Right MissKris! So it looks like we agree there are plenty of well-adjusted biracial ppl who accept their dual heritages (including me and many that I know). But please notice that I qualified comments in my last post w/the word "some" to describe the portion of biracials who do
happen to struggle re: identity politics, and there are quite a few. ... I'm confused by the idea that someone choosing to omit a large part of who they are when stating their ethnic heritage isn't
denying one side. I mean, why say you're only one thing if factually you're about equally both? I don't understand why the person wouldn't just say something factually correct and inclusive, like, "I'm biracial but I relate more to black culture", for example? Why say you're just one when you're factually both?
I was extremely careful to qualify cases where the ODR is
psychologically and socially deleterious. I think those cases are sad and happen far too often.

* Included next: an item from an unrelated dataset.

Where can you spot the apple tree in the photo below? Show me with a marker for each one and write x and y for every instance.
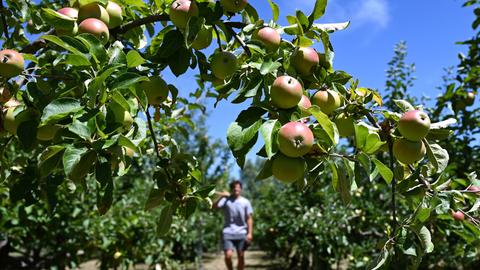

It's odd, and I know not everyone does that thank God. Sure, I agree: there will always be someone groaning over labels like "mixed". At the same time, terms like "mixed" at least allow flexibility when it comes to more truthful ethnic identification. Glad to hear your culture takes advantage of that flexibility when it comes to how others are viewed. That's terrific
I'm responding to Carmen w/empathy because it sounds like she's been the victim of certain ppl insisting she's black and only black, even after she has explained that she's biracial (I've had some deny to my face that I'm [even partially] black after telling them, so I get the frustration). These are the sort of ppl who would shun her as "mixed", "multiracial" or "biracial" - whatever word, demanding that she call herself just black. And I still say that behavior is $hitty and wrong ... not to mention intrusive, ignorant, controlling and insecure.